As for the rest of the cast … Malcolm (Alexander Vlahos) seemed to have his elbows superglued to his sides, which made for the most awkward gestures. The doctor (Benny Young) seemed to be channelling Andrew Cruickshank from Doctor Finlay’s Casebook, but at least he essayed a Scottish accent (though most of the minor roles were so busy shouting it was hard to tell if they were trying any accent at all). I know Macbeth is one of the shorter plays, but much of the verse speaking seemed to be rushed so that the whole thing felt rather truncated. As for the physical performances, a lot of the time, as Maureen noted, the actors seemed to be looking for their marks, behaviour which might suggest they were somewhat under-rehearsed. That certainly seems to tie in with the action scenes, the battles, the approach of Birnam Wood. You got the impression that none of them had handled a sword before and didn’t know how to move, the choreography, in that respect, was very poor. (On the plus side, they were extraordinarily efficient at getting all the dead bodies off the set without corpses having to stand up and walk away.)

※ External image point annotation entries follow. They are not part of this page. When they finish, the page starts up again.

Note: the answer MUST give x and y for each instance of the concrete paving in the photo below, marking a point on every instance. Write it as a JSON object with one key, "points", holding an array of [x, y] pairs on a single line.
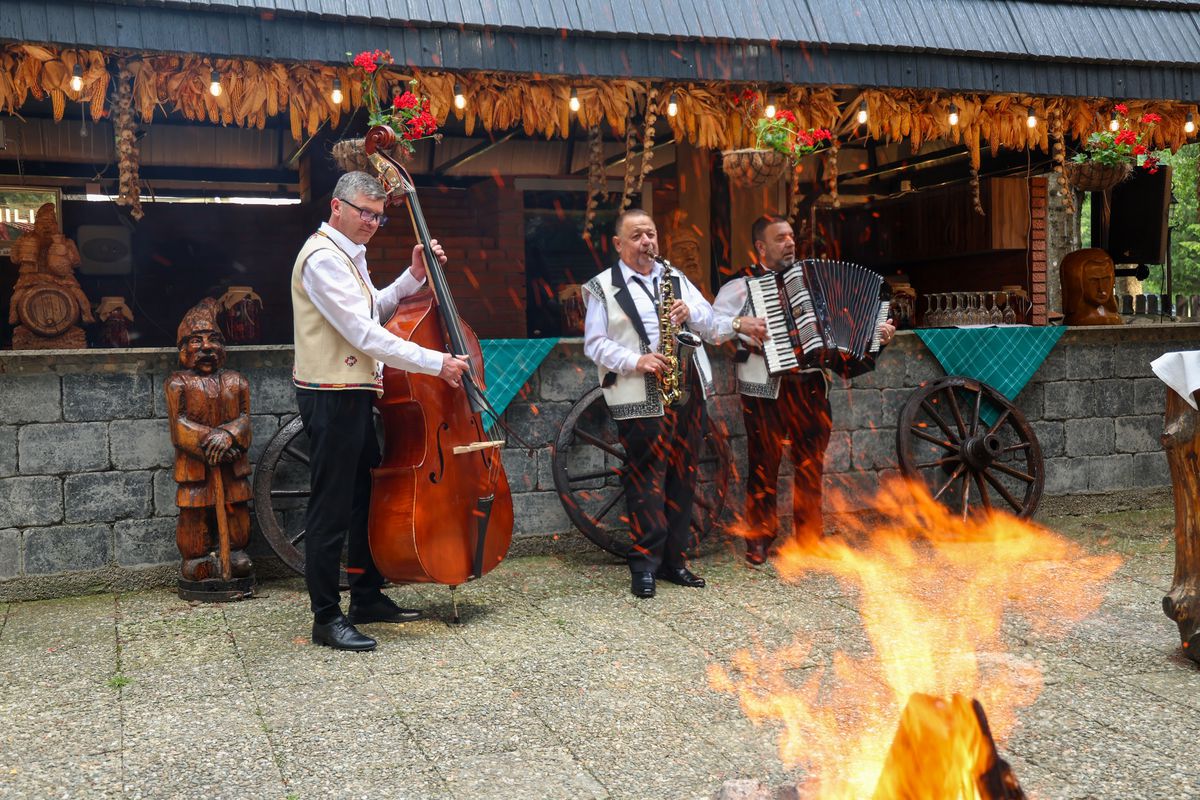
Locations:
{"points": [[557, 684]]}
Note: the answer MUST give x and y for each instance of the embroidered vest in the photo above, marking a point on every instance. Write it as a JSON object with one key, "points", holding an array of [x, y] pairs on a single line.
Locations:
{"points": [[635, 395], [323, 358]]}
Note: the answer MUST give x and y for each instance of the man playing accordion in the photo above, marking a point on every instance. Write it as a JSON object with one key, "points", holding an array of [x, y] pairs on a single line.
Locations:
{"points": [[787, 410], [622, 334]]}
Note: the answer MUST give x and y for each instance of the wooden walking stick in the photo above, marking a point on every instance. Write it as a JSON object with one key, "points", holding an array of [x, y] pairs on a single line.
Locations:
{"points": [[222, 524]]}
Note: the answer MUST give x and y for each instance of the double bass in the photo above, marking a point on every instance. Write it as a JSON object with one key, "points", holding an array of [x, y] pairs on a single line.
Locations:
{"points": [[441, 506]]}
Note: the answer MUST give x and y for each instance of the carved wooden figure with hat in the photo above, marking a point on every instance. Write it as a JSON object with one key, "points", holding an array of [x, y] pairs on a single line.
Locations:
{"points": [[208, 409]]}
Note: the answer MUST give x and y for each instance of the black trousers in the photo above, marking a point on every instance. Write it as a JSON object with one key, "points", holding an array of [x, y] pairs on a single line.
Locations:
{"points": [[801, 422], [661, 469], [342, 451]]}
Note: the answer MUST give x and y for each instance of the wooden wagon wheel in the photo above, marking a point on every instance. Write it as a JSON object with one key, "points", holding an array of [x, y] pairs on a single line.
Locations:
{"points": [[587, 462], [971, 446], [281, 494]]}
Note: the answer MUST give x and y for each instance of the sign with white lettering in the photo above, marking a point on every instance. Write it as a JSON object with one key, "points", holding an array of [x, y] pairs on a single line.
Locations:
{"points": [[18, 211]]}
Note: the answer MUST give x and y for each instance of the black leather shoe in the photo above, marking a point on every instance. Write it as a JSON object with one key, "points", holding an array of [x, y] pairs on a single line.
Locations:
{"points": [[682, 576], [642, 584], [341, 635], [381, 611]]}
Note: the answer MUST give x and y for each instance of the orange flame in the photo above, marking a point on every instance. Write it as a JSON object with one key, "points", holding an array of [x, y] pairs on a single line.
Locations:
{"points": [[937, 596]]}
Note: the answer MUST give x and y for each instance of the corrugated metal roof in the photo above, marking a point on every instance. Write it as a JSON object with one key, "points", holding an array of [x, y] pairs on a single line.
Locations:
{"points": [[1133, 48]]}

It wasn’t all bad, though there were far fewer good bits than there should have been.
It says something for a production of Macbeth, as Maureen pointed out to me, when the stand-out scene, the performance that nearly rescues the whole play, is the Porter. This is usually played as a garrulous old man, but here they had a young man (Daniel Ings) who brings to it a fluid and believable drunkenness. A wonderful performance that would stand out even if so much around it was not so poor.
The other brave bit of casting that really works is having Jimmy Yuill play Banquo as an old, white-haired, white-bearded man. Yuill has performed regularly with Branagh, and you could sense a rapport between them that you didn’t get with the other actors. But Banquo is usually presented as being about the same age as Macbeth so they are equals; here, by making him so much older (and older than Yuill actually is), he becomes more of a mentor, there’s a fatherly affection. Which means that when Macbeth begins to doubt Banquo and then plot to murder him, it is not simply the elimination of a rival but the tearing down of everything that has led Macbeth to this point.
And then there is Macbeth himself, Kenneth Branagh. His ability to speak Shakespeare’s lines is as good as ever. Every word is clear, every word bears its proper weight, the sense of what he is saying and the insight the words bring into the torments of the mind, all are crystal clear. Branagh is, of course, older now; you see this in particular in the battle scenes where his movements are heavier, more ponderous, less deft than they used to be. But there is one moment, during the banquet scene, where he whirls around from Banquo’s ghost and finds himself sprawled across the table, when we get a reminder of the finely judged physicality of Branagh’s performances of old. But it is this performance, if anything, that makes the play worth seeing.